6/a – – Nella fattispecie il secondo ed il terzo motivo in esame sono stati dedicati ad illustrare – tra l’altro con meri rimandi ad altri atti e non con la citazione diretta- la rilevanza degli atti e documenti la cui valutazione fu giustificatamente omessa dalla Corte romana in quanto mise in rilievo il fatto che la B. non avrebbe chiesto di provare – mediante l’ovvia citazione del sottoscrittore- l’effettiva paternità del preliminare di cui aveva chiesto l’esecuzione: ne è derivato che la valutazione delle prove deve dirsi sufficientemente argomentata e priva di aporie nei suoi passaggi logici, così che le richieste di nuovo scrutinio delle risultanze istruttorie non sono ammissibili in questa sede: va solo rilevato che la ratifica di un contratto per il quale la legge prevede la redazione per iscritto ad substantiam può essere anche contenuta in un atto avente formale diverso contenuto ma non può, al contrario dell’assunto della B., ricavarsi in via di interpretazione logica da una serie di condotte e di documenti – il cui contenuto, come sopra osservato, sfugge allo scrutinio della Corte- atteso che si verterebbe allora in una prova non già indiretta ma per presunzioni che è inibita nel caso in esame da espressa previsione di legge (art. 2729 c.c., comma 2: sul punto vedi Cass. 3990/1982).
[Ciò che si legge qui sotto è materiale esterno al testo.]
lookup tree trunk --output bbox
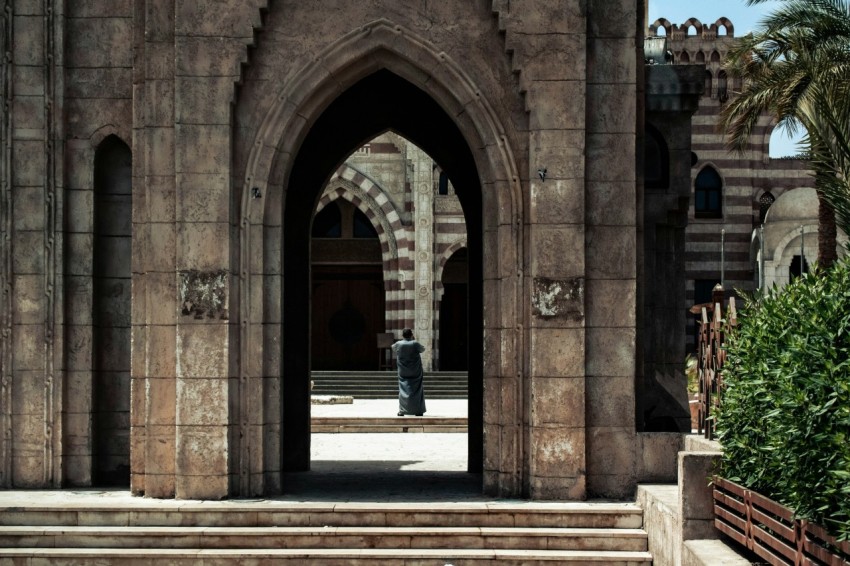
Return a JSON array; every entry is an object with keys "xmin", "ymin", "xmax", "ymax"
[{"xmin": 817, "ymin": 184, "xmax": 838, "ymax": 269}]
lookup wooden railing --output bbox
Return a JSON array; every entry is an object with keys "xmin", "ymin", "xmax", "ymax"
[
  {"xmin": 696, "ymin": 290, "xmax": 736, "ymax": 440},
  {"xmin": 714, "ymin": 476, "xmax": 850, "ymax": 566}
]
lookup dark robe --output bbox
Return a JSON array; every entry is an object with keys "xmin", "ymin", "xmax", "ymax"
[{"xmin": 392, "ymin": 339, "xmax": 426, "ymax": 415}]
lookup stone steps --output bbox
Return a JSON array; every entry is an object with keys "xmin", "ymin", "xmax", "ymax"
[
  {"xmin": 0, "ymin": 499, "xmax": 651, "ymax": 565},
  {"xmin": 311, "ymin": 370, "xmax": 468, "ymax": 399},
  {"xmin": 0, "ymin": 525, "xmax": 648, "ymax": 551},
  {"xmin": 312, "ymin": 416, "xmax": 467, "ymax": 433},
  {"xmin": 0, "ymin": 547, "xmax": 653, "ymax": 564}
]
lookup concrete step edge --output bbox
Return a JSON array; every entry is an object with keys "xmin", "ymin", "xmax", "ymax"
[
  {"xmin": 0, "ymin": 547, "xmax": 653, "ymax": 561},
  {"xmin": 0, "ymin": 525, "xmax": 648, "ymax": 537}
]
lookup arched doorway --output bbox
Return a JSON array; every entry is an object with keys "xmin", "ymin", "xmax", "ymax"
[
  {"xmin": 280, "ymin": 70, "xmax": 485, "ymax": 476},
  {"xmin": 310, "ymin": 200, "xmax": 385, "ymax": 370},
  {"xmin": 439, "ymin": 247, "xmax": 468, "ymax": 371}
]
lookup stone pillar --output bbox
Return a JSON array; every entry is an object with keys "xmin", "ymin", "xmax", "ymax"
[
  {"xmin": 513, "ymin": 0, "xmax": 589, "ymax": 499},
  {"xmin": 408, "ymin": 146, "xmax": 434, "ymax": 369},
  {"xmin": 584, "ymin": 0, "xmax": 639, "ymax": 498},
  {"xmin": 135, "ymin": 0, "xmax": 179, "ymax": 498},
  {"xmin": 0, "ymin": 0, "xmax": 65, "ymax": 488},
  {"xmin": 170, "ymin": 1, "xmax": 246, "ymax": 500}
]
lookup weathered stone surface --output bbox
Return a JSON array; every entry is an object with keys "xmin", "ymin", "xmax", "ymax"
[
  {"xmin": 529, "ymin": 226, "xmax": 585, "ymax": 280},
  {"xmin": 529, "ymin": 426, "xmax": 585, "ymax": 478},
  {"xmin": 531, "ymin": 277, "xmax": 584, "ymax": 321},
  {"xmin": 530, "ymin": 327, "xmax": 585, "ymax": 378},
  {"xmin": 679, "ymin": 451, "xmax": 722, "ymax": 540},
  {"xmin": 530, "ymin": 377, "xmax": 584, "ymax": 427},
  {"xmin": 530, "ymin": 179, "xmax": 585, "ymax": 225},
  {"xmin": 586, "ymin": 327, "xmax": 636, "ymax": 378},
  {"xmin": 178, "ymin": 270, "xmax": 228, "ymax": 321}
]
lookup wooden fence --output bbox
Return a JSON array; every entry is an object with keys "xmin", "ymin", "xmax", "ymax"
[
  {"xmin": 696, "ymin": 291, "xmax": 736, "ymax": 440},
  {"xmin": 714, "ymin": 476, "xmax": 850, "ymax": 566}
]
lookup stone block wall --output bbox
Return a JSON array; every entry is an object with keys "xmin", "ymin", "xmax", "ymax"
[{"xmin": 0, "ymin": 0, "xmax": 643, "ymax": 500}]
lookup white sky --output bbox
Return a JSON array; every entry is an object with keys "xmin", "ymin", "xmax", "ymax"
[{"xmin": 648, "ymin": 0, "xmax": 805, "ymax": 157}]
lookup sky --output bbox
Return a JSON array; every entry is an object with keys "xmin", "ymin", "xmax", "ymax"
[{"xmin": 648, "ymin": 0, "xmax": 805, "ymax": 157}]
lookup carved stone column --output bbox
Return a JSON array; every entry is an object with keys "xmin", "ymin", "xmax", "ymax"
[{"xmin": 408, "ymin": 145, "xmax": 435, "ymax": 370}]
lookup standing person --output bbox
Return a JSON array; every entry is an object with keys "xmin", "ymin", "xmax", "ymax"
[{"xmin": 392, "ymin": 328, "xmax": 426, "ymax": 416}]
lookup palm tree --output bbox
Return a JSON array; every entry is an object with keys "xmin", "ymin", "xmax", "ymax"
[
  {"xmin": 720, "ymin": 0, "xmax": 850, "ymax": 268},
  {"xmin": 803, "ymin": 77, "xmax": 850, "ymax": 237}
]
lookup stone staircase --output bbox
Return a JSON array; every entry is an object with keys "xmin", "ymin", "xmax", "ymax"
[
  {"xmin": 312, "ymin": 370, "xmax": 468, "ymax": 399},
  {"xmin": 0, "ymin": 497, "xmax": 652, "ymax": 564},
  {"xmin": 312, "ymin": 415, "xmax": 467, "ymax": 433}
]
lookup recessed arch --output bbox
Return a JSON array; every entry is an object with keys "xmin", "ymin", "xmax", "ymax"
[
  {"xmin": 235, "ymin": 19, "xmax": 524, "ymax": 496},
  {"xmin": 644, "ymin": 124, "xmax": 669, "ymax": 190},
  {"xmin": 92, "ymin": 134, "xmax": 132, "ymax": 487},
  {"xmin": 694, "ymin": 164, "xmax": 724, "ymax": 218},
  {"xmin": 436, "ymin": 243, "xmax": 469, "ymax": 371}
]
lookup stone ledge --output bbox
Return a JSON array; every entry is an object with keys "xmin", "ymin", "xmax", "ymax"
[{"xmin": 682, "ymin": 539, "xmax": 753, "ymax": 565}]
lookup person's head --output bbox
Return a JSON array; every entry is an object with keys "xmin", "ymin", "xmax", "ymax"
[{"xmin": 402, "ymin": 328, "xmax": 414, "ymax": 340}]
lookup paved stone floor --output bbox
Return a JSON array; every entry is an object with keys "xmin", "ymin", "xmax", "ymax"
[{"xmin": 300, "ymin": 398, "xmax": 478, "ymax": 501}]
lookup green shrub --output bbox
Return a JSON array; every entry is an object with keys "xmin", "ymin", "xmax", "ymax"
[{"xmin": 716, "ymin": 255, "xmax": 850, "ymax": 540}]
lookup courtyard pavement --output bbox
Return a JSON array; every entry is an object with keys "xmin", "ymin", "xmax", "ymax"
[{"xmin": 301, "ymin": 398, "xmax": 479, "ymax": 501}]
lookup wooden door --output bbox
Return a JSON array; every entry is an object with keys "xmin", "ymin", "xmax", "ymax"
[{"xmin": 312, "ymin": 265, "xmax": 385, "ymax": 370}]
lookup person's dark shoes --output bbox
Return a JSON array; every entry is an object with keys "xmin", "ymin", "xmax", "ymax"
[
  {"xmin": 415, "ymin": 413, "xmax": 423, "ymax": 416},
  {"xmin": 397, "ymin": 411, "xmax": 405, "ymax": 416}
]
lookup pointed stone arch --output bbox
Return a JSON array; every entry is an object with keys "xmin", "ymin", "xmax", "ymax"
[
  {"xmin": 314, "ymin": 164, "xmax": 410, "ymax": 330},
  {"xmin": 233, "ymin": 18, "xmax": 524, "ymax": 497}
]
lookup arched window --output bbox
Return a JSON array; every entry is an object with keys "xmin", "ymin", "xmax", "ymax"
[
  {"xmin": 758, "ymin": 192, "xmax": 776, "ymax": 224},
  {"xmin": 710, "ymin": 50, "xmax": 721, "ymax": 63},
  {"xmin": 312, "ymin": 201, "xmax": 342, "ymax": 237},
  {"xmin": 704, "ymin": 70, "xmax": 713, "ymax": 98},
  {"xmin": 679, "ymin": 51, "xmax": 690, "ymax": 63},
  {"xmin": 790, "ymin": 255, "xmax": 809, "ymax": 278},
  {"xmin": 695, "ymin": 166, "xmax": 723, "ymax": 218},
  {"xmin": 438, "ymin": 171, "xmax": 449, "ymax": 195},
  {"xmin": 695, "ymin": 51, "xmax": 705, "ymax": 63},
  {"xmin": 352, "ymin": 207, "xmax": 379, "ymax": 238}
]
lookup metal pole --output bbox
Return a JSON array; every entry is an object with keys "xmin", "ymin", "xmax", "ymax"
[
  {"xmin": 721, "ymin": 228, "xmax": 726, "ymax": 288},
  {"xmin": 800, "ymin": 224, "xmax": 805, "ymax": 273},
  {"xmin": 759, "ymin": 225, "xmax": 765, "ymax": 290}
]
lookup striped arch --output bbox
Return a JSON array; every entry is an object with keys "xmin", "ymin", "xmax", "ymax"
[
  {"xmin": 435, "ymin": 238, "xmax": 468, "ymax": 289},
  {"xmin": 715, "ymin": 17, "xmax": 734, "ymax": 37},
  {"xmin": 316, "ymin": 165, "xmax": 402, "ymax": 262},
  {"xmin": 682, "ymin": 18, "xmax": 704, "ymax": 36},
  {"xmin": 314, "ymin": 163, "xmax": 410, "ymax": 330},
  {"xmin": 649, "ymin": 18, "xmax": 672, "ymax": 37},
  {"xmin": 432, "ymin": 238, "xmax": 467, "ymax": 370}
]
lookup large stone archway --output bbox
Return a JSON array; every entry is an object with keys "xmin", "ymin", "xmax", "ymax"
[
  {"xmin": 235, "ymin": 21, "xmax": 526, "ymax": 497},
  {"xmin": 1, "ymin": 1, "xmax": 640, "ymax": 502}
]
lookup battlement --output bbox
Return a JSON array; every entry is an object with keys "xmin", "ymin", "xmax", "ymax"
[{"xmin": 649, "ymin": 17, "xmax": 735, "ymax": 41}]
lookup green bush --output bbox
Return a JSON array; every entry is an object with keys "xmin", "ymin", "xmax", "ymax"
[{"xmin": 716, "ymin": 255, "xmax": 850, "ymax": 540}]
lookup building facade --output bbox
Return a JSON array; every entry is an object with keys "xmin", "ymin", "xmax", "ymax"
[
  {"xmin": 649, "ymin": 17, "xmax": 828, "ymax": 338},
  {"xmin": 0, "ymin": 1, "xmax": 645, "ymax": 500}
]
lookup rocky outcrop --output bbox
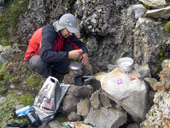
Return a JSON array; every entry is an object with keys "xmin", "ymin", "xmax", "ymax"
[
  {"xmin": 145, "ymin": 6, "xmax": 170, "ymax": 19},
  {"xmin": 133, "ymin": 17, "xmax": 170, "ymax": 77},
  {"xmin": 141, "ymin": 59, "xmax": 170, "ymax": 127},
  {"xmin": 139, "ymin": 0, "xmax": 167, "ymax": 8},
  {"xmin": 16, "ymin": 0, "xmax": 170, "ymax": 79},
  {"xmin": 17, "ymin": 0, "xmax": 67, "ymax": 44}
]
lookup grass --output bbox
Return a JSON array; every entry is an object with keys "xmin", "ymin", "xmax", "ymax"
[{"xmin": 0, "ymin": 92, "xmax": 29, "ymax": 127}]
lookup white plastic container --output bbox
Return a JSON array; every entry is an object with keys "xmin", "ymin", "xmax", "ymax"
[{"xmin": 40, "ymin": 76, "xmax": 59, "ymax": 99}]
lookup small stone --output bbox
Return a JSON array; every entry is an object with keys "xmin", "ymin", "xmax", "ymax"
[
  {"xmin": 49, "ymin": 120, "xmax": 62, "ymax": 128},
  {"xmin": 15, "ymin": 104, "xmax": 25, "ymax": 110},
  {"xmin": 10, "ymin": 84, "xmax": 15, "ymax": 89},
  {"xmin": 0, "ymin": 97, "xmax": 6, "ymax": 104},
  {"xmin": 17, "ymin": 92, "xmax": 23, "ymax": 96}
]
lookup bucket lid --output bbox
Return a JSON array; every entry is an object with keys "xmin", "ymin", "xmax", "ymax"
[{"xmin": 70, "ymin": 62, "xmax": 83, "ymax": 70}]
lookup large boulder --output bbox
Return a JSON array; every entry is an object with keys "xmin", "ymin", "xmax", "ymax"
[
  {"xmin": 84, "ymin": 107, "xmax": 127, "ymax": 128},
  {"xmin": 145, "ymin": 6, "xmax": 170, "ymax": 19},
  {"xmin": 133, "ymin": 17, "xmax": 170, "ymax": 78},
  {"xmin": 101, "ymin": 68, "xmax": 149, "ymax": 122},
  {"xmin": 139, "ymin": 0, "xmax": 166, "ymax": 8},
  {"xmin": 17, "ymin": 0, "xmax": 67, "ymax": 44}
]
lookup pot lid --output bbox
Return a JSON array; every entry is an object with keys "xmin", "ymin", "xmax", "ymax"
[{"xmin": 70, "ymin": 62, "xmax": 83, "ymax": 70}]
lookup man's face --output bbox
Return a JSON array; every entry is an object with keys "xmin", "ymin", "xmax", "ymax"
[{"xmin": 60, "ymin": 28, "xmax": 72, "ymax": 38}]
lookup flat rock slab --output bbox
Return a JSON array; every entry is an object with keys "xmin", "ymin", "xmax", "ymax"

7- Con il quarto motivo la ricorrente lamenta la “omessa motivazione circa un punto decisivo della controversia in relazione alla richiesta in via subordinata di compensazione delle spese e violazione dell’art. 92 c.p.c.” avendo la Corte territoriale sancito la totale soccombenza dell’esponente, non tenendo conto della particolarità della fattispecie, con specifico riguardo alla situazione di apparenza che si sarebbe venuta a creare in merito alla intercambiabilità -nella veste di soggetto che poteva impegnare la società- tra L. e O.M..

7/a – Il motivo è infondato in quanto l’unico limite che incontrava la facoltà discrezionale del giudice dell’appello nella ripartizione dell’onere delle spese era costituito dal divieto di condanna della parte totalmente vittoriosa; va anche sottolineato che nella fattispecie la B. non avrebbe potuto neppure in thesi addurre il principio dell’apparenza di un potere rappresentativo in capo a O.L. in quanto, in tema di contratto preliminare di compravendita immobiliare, detto principio non può essere invocato dal promissario acquirente che abbia confidato nella sussistenza del potere rappresentativo del contraente che abbia speso il nome del promittente alienante, pur in assenza di una procura rilasciata in forma scritta, giacchè per il contratto preliminare è richiesta la stessa forma, scritta ad substantiam (art. 1350 e 1351 c.c.), stabilita per il negozio definitivo (cfr. sul punto, anche per i riflessi in merito alla forma della ratifica: Cass. 9505/2010).

8 – Le spese del giudizio di legittimità vanno poste a carico della ricorrente.

P.Q.M.

LA CORTE Rigetta il ricorso e condanna parte ricorrente al pagamento delle spese del giudizio di legittimità che liquida in Euro 3.500,00 per onorari ed Euro 200,00 per esborsi, oltre IVA, GAP e spese generali come per legge.

Così deciso in Roma, nella camera di consiglio della 2^ Sezione Civile della Corte di Cassazione, il 20 aprile 2011.